Divisibility is the ability of one number to be divided by another number without leaving a remainder. This concept is important in understanding the properties of numbers and is used extensively in arithmetic and algebra.

Divisibility Rules

There are specific rules that can help determine if a number is divisible by another number.
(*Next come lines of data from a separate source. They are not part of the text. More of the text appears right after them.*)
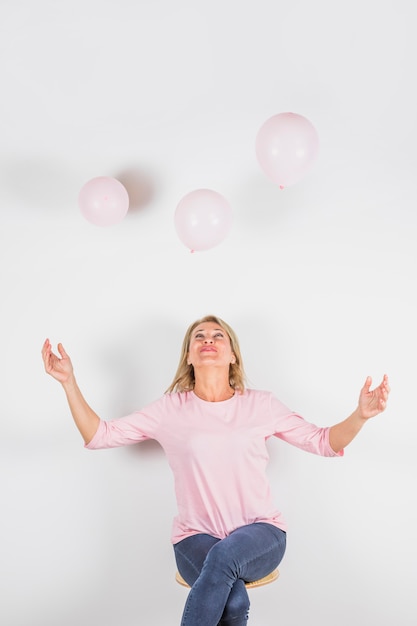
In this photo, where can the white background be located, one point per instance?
(318, 280)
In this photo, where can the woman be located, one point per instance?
(213, 430)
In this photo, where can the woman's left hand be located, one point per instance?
(373, 402)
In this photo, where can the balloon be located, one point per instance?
(203, 218)
(103, 201)
(286, 147)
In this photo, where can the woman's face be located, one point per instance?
(210, 345)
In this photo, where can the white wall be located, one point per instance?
(318, 280)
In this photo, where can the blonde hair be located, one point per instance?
(184, 379)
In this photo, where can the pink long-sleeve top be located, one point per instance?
(218, 455)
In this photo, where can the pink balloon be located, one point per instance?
(286, 147)
(203, 218)
(103, 201)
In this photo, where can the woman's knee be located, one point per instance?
(237, 606)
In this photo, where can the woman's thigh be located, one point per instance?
(190, 554)
(251, 552)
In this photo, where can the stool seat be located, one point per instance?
(249, 585)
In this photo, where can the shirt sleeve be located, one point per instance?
(129, 430)
(294, 429)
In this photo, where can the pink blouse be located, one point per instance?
(217, 454)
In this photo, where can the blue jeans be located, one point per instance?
(216, 570)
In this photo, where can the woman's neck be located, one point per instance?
(213, 391)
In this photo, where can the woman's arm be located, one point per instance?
(370, 404)
(60, 368)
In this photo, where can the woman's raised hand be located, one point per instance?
(59, 367)
(372, 402)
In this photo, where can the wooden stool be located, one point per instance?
(255, 583)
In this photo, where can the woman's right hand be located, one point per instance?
(59, 367)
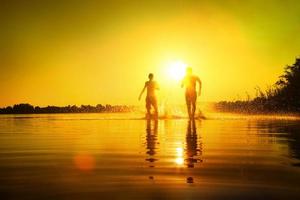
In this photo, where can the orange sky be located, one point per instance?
(88, 52)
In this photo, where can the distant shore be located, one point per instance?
(25, 108)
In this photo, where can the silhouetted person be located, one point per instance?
(189, 82)
(151, 99)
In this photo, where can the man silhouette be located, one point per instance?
(189, 82)
(151, 99)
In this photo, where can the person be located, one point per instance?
(151, 99)
(189, 82)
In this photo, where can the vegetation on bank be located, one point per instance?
(282, 97)
(25, 108)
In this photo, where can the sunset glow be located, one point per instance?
(176, 70)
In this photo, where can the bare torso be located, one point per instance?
(151, 87)
(190, 84)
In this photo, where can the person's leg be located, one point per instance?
(148, 107)
(154, 103)
(194, 105)
(188, 104)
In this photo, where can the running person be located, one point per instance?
(189, 82)
(151, 99)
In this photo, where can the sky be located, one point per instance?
(63, 52)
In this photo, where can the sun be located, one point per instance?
(176, 70)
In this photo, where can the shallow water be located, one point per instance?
(120, 156)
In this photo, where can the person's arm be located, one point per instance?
(182, 82)
(157, 86)
(200, 86)
(143, 90)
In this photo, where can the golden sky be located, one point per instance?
(90, 52)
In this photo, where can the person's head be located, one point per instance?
(189, 70)
(150, 76)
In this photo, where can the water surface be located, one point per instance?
(120, 156)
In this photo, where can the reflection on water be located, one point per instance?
(151, 141)
(193, 151)
(66, 157)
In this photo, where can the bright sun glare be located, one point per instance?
(176, 70)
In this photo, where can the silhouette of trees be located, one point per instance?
(29, 109)
(283, 96)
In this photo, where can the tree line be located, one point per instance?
(25, 108)
(282, 97)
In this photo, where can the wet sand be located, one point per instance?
(111, 156)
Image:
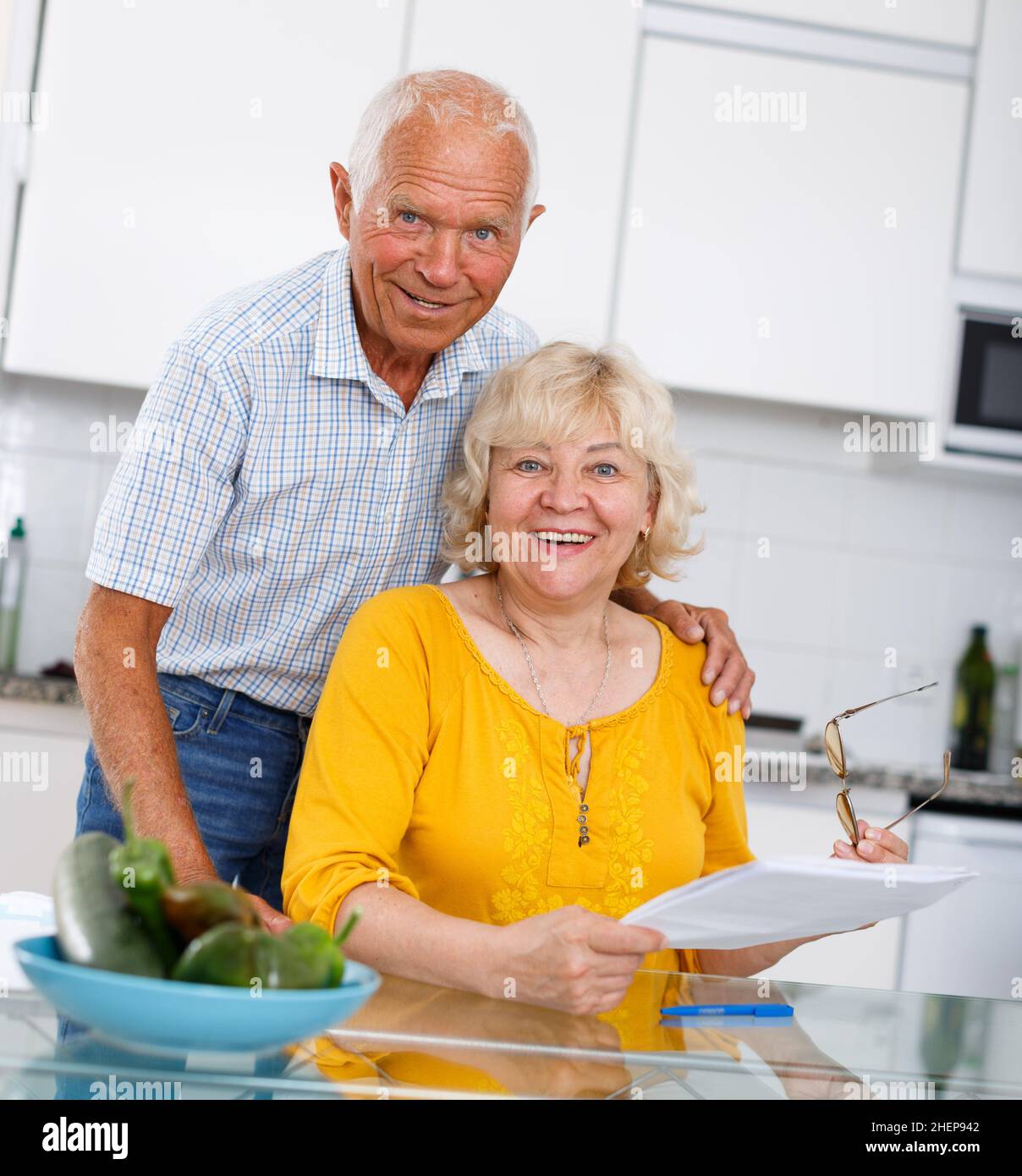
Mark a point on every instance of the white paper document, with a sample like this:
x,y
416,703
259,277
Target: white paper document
x,y
790,898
Here are the most commonly used divisibility rules:

1. Divisibility by 2: A number is divisible by 2 if its last digit is even (0, 2, 4, 6, 8).
2. Divisibility by 3: A number is divisible by 3 if the sum of its digits is divisible by 3.
3. Divisibility by 4: A number is divisible by 4 if the number formed by its last two digits is divisible by 4.
4. Divisibility by 5: A number is divisible by 5 if its last digit is 0 or 5.
5. Divisibility by 6: A number is divisible by 6 if it is divisible by both 2 and 3.
6. Divisibility by 9: A number is divisible by 9 if the sum of its digits is divisible by 9.
7. Divisibility by 10: A number is divisible by 10 if its last digit is 0.

Practice Problems

Now that you understand the divisibility rules, let's practice with some problems:

1. Is 648 divisible by 3?
2. What is the smallest 3-digit number that is divisible by 9?
3. Which of the following numbers is divisible by 4: 362, 448, 521, 706?

Answers

1. Is 648 divisible by 3? Yes, because the sum of its digits (6 + 4 + 8) is 18, which is divisible by 3.
2. What is the smallest 3-digit number that is divisible by 9? The smallest 3-digit number divisible by 9 is 108.
3. Which of the following numbers is divisible by 4: 362, 448, 521, 706? The number 448 is divisible by 4 because the number formed by its last two digits (48) is divisible by 4.

Practice using these divisibility rules with various numbers to strengthen your understanding of this concept!